Während des Besuchs bestätigte Warken Pläne zur Erhöhung der festen Apothekengebühr – eine seit Langem von der Branche geforderte Maßnahme. Zwar räumte sie ein, dass Versandapotheken mittlerweile fest zum System gehörten, betonte jedoch, dass eine strengere Aufsicht notwendig sei.

Dr. Gaub setzte sich dafür ein, Apotheken mehr Verantwortung zu übertragen, etwa bei Impfungen, um Ärzte zu entlasten. Mit dem richtigen rechtlichen Rahmen könnten Apotheken ihre Dienstleistungen deutlich ausbauen, argumentierte sie. Warken stimmte grundsätzlich zu, wies jedoch darauf hin, dass einige Reformen der Zusammenarbeit mit den Berufskammern bedürften.

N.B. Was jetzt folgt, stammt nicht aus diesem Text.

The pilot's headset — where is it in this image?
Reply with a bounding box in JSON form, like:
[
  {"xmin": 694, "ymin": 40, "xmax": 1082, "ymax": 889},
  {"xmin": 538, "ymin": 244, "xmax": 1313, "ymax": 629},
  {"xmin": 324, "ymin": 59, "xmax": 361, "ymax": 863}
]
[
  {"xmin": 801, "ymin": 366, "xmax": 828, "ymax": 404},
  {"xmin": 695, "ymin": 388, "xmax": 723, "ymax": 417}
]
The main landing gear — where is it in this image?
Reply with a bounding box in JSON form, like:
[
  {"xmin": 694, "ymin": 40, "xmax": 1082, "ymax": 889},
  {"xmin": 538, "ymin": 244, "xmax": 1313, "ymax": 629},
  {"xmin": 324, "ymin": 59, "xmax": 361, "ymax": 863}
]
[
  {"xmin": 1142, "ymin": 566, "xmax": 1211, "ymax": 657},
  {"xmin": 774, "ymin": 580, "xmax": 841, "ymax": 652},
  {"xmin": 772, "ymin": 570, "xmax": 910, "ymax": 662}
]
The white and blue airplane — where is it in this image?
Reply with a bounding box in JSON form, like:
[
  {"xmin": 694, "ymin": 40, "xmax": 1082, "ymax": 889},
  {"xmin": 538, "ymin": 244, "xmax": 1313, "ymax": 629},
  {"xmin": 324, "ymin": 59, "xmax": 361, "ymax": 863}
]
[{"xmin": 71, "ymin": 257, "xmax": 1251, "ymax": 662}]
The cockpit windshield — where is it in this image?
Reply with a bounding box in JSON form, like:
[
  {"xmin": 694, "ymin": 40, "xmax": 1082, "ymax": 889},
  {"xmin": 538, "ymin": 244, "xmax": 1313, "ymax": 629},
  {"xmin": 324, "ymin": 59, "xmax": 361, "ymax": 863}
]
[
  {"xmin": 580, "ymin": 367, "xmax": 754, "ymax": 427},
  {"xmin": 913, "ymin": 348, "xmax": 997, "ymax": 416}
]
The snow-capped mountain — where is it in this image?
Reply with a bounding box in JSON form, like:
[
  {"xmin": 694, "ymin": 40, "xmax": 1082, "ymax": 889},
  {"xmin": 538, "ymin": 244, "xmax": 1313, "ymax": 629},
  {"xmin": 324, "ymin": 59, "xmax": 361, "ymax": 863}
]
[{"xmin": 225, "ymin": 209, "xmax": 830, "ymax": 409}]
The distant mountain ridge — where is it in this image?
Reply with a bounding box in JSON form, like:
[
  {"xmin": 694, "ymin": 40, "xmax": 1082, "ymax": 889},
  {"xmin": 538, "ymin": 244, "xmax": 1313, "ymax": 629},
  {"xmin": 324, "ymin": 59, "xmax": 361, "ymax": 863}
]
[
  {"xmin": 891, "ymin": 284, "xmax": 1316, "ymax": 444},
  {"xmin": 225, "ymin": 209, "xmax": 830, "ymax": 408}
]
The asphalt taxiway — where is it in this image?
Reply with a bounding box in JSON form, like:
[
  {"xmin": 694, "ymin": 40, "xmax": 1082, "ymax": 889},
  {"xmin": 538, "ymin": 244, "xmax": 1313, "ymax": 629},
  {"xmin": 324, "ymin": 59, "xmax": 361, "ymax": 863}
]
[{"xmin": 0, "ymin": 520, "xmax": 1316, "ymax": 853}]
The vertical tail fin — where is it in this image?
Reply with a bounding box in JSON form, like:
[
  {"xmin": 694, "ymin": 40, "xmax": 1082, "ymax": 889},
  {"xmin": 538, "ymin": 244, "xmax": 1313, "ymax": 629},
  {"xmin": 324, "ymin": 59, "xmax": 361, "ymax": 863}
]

Die Ministerin unterstrich ihr Engagement für Bürokratieabbau, gab aber zu, dass regulatorische Grenzen ihren Handlungsspielraum einschränkten. Auf Nachfrage zu Details des Besuchs lehnte Warken später weitere Stellungnahmen ab.

Dr. Gaub bezeichnete das Treffen als "sehr angenehm" und lobte, dass Warken die Herausforderungen lokaler Apotheken deutlich erkannt habe.

Der Besuch unterstrich die laufenden Bemühungen, die Apothekenregulierung zu reformieren und Gesundheitsleistungen breiter zu verteilen. Warens Zusage zur Gebührenerhöhung markiert einen Fortschritt – umfassendere Änderungen hängen jedoch von der Zusammenarbeit mit den Standesvertretungen ab.